Stubbing test input and mocking external calls

The majority of Bash scripts and libraries execute functions and/or executables when they run. Often they are programmed to behave in specific ways based on the exit status or output (stdout, stderr) of these functions or executables. To properly test these scripts, it is often necessary to make fake versions of these commands that are designed to behave in a specific way during a specific test, a process called "stubbing." It may also be necessary to spy on the program being tested to ensure it calls a specific command, or it calls a specific command with specific arguments, a process called "mocking." For more on this, check out this great discussion of mocking and stubbing in Ruby RSpec, which applies to any testing system.

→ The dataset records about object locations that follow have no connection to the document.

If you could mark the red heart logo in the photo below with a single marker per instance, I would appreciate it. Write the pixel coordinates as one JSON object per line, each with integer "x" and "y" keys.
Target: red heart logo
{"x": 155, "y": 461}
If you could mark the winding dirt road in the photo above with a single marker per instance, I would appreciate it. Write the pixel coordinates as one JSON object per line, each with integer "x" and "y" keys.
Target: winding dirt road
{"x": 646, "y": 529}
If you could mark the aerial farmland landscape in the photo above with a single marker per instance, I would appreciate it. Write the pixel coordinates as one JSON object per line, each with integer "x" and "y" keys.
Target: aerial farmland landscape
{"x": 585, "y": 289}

The Bash shell provides tricks that can be used in your BATS test scripts to do mocking and stubbing. All require the use of the Bash export command with the -f flag to export a function that overrides the original function or executable. This must be done before the tested program is executed. Here is a simple example that overrides the cat executable:

function cat() { echo "THIS WOULD CAT ${*}" }
export -f cat

This method overrides a function in the same manner. If a test needs to override a function within the script or library being tested, it is important to source the tested script or library before the function is stubbed or mocked. Otherwise, the stub/mock will be replaced with the actual function when the script is sourced. Also, make sure to stub/mock before you run the command you're testing. Here is an example from build.bats that mocks the raise function described in build.sh to ensure a specific error message is raised by the login fuction:

@test ".login raises on oc error" {
  source ${profile_script}
  function raise() { echo "${1} raised"; }
  export -f raise
  run login
  assert_failure
  assert_output -p "Could not login raised"
}

Normally, it is not necessary to unset a stub/mock function after the test, since export only affects the current subprocess during the exec of the current @test block. However, it is possible to mock/stub commands (e.g. cat, sed, etc.) that the BATS assert* functions use internally. These mock/stub functions must be unset before these assert commands are run, or they will not work properly. Here is an example from build.bats that mocks sed, runs the build_deployable function, and unsets sed before running any assertions:

@test ".build_deployable prints information, runs docker build on a modified Dockerfile.production and publish_image when its not a dry_run" {
  local expected_dockerfile='Dockerfile.production'
  local application='application'
  local environment='environment'
  local expected_original_base_image="${application}"
  local expected_candidate_image="${application}-candidate:${environment}"
  local expected_deployable_image="${application}:${environment}"
  source ${profile_script}
  mock_docker build --build-arg OAUTH_CLIENT_ID --build-arg OAUTH_REDIRECT --build-arg DDS_API_BASE_URL -t "${expected_deployable_image}" -
  function publish_image() { echo "publish_image ${*}"; }
  export -f publish_image
  function sed() {
    echo "sed ${*}" >&2;
    echo "FROM application-candidate:environment";
  }
  export -f sed
  run build_deployable "${application}" "${environment}"
  assert_success
  unset sed
  assert_output --regexp "sed.*${expected_dockerfile}"
  assert_output -p "Building ${expected_original_base_image} deployable ${expected_deployable_image} FROM ${expected_candidate_image}"
  assert_output -p "FROM ${expected_candidate_image} piped"
  assert_output -p "build --build-arg OAUTH_CLIENT_ID --build-arg OAUTH_REDIRECT --build-arg DDS_API_BASE_URL -t ${expected_deployable_image} -"
  assert_output -p "publish_image ${expected_deployable_image}"
}

Sometimes the same command, e.g. foo, will be invoked multiple times, with different arguments, in the same function being tested. These situations require the creation of a set of functions:

mock_foo: takes expected arguments as input, and persists these to a TMP file
foo: the mocked version of the command, which processes each call with the persisted list of expected arguments. This must be exported with export -f.
cleanup_foo: removes the TMP file, for use in teardown functions. This can test to ensure that a @test block was successful before removing.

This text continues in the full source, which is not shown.